Indeed, that is exactly what I think they did.  However, the key words for 
me here are "what they saw as brahminism".  I think that it is fairly well 
accepted, as I am sure you know, these days that there were two strands in 
early / mid-period Buddhism -- the monastics and the forest-dwellers.  The 
differences between them in terms of doctrine and practice are not fully 
known but some salient features are understood.  The contrast between 
dhyaana and praj~naa as a means to liberation is one that comes to mind. 
Anyway, to cut a long story short, it would seem that the bulk of the 
Nikayas / Agamas are a product of the monastics and not the 
forest-dwellers -- Buddhism seems to have undergone rapid changes at the 
hands of the monastics, a process that even started soon after the Buddha's 
death.  This is corroborated when one reads between the lines accounts of 
the last years of poor old Ananda who outlived all the other immediate 
disciples.

Now, as far as the MPNS is concerned, there are important clues concerning 
both the origins of the text and even the origins of some strands of 
Mahayana.  This concerns the mysterious group of "acaryas", teachers of the 
MPNS, who do not follow the monastic vinaya (or even live in monasteries) 
but follow a moral code derived from the sutras.  They spent their time 
going around in pilgrimage and preaching at the main great stupas enshrining 
the Buddha's relics.  This stupa connection becomes especially important in 
the context of the MPNS as both "tathagata-garbha" and "buddha-dhaatu" are 
actually technical terms related to stupas in origin.

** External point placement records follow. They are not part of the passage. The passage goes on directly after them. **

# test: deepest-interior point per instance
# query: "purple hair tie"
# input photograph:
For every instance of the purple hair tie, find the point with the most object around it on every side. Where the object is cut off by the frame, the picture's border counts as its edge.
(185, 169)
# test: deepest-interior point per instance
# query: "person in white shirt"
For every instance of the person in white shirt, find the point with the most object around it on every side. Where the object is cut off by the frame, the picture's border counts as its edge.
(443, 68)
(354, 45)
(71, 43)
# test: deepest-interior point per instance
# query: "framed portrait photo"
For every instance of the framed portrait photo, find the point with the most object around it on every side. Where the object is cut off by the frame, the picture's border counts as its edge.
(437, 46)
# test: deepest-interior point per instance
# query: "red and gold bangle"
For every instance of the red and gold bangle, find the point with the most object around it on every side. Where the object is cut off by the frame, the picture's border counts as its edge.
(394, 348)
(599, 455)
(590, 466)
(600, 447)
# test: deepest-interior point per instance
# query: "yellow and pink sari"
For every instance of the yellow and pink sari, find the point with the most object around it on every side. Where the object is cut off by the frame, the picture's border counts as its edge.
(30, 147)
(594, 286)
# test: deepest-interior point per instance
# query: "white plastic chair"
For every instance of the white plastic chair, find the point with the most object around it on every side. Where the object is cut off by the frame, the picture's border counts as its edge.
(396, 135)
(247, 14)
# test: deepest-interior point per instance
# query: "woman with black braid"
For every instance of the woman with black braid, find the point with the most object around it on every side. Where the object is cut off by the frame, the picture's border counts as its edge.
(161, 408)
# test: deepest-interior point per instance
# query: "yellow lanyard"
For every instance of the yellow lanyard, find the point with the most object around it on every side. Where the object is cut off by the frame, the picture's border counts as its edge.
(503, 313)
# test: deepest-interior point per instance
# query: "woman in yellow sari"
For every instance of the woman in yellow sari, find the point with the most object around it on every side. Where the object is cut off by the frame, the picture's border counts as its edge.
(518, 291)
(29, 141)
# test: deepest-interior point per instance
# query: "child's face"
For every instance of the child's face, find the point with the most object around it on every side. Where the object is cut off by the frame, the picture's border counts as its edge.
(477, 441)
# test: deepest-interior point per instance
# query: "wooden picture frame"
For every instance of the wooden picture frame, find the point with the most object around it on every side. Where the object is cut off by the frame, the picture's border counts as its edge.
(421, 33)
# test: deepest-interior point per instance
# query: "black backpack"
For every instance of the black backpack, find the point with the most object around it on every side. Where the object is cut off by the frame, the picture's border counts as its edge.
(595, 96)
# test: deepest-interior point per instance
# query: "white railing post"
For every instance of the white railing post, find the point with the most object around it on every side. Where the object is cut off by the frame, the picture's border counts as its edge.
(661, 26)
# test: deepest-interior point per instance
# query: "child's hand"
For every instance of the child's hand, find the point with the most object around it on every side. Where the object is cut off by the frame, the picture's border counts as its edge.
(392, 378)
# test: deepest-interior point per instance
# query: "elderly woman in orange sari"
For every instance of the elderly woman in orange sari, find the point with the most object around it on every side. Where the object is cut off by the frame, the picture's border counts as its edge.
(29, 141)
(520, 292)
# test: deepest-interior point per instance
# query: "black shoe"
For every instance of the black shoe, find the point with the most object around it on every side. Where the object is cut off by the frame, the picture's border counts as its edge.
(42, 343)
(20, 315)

My suggestion is that these acaryas were members of an out-lying Buddhist 
wing, possibly akin to the forest-swellers, who possibly preserved a 
different or pre-canonical understanding of the Buddha's teachings -- cut 
off from the monasteries, they may well have missed out on much of the 
"orthodox" invention of Buddhism.  Sure, this is speculative and the 
evidence is fragmentary but putting all the scattered bits together, one can 
arrive at a different picture of the development of Buddhism in which it is 
the "orthodox" view which is actually unorthodox.  This is what the core, 
unrevised,  portion MPNS keeps repeating.

Sorry if the above is bit of a muddle but it all really needs a book to 
discuss.

Best wishes,
Stephen Hodge

PS:  Yes, the back is fine now but other health problems persist.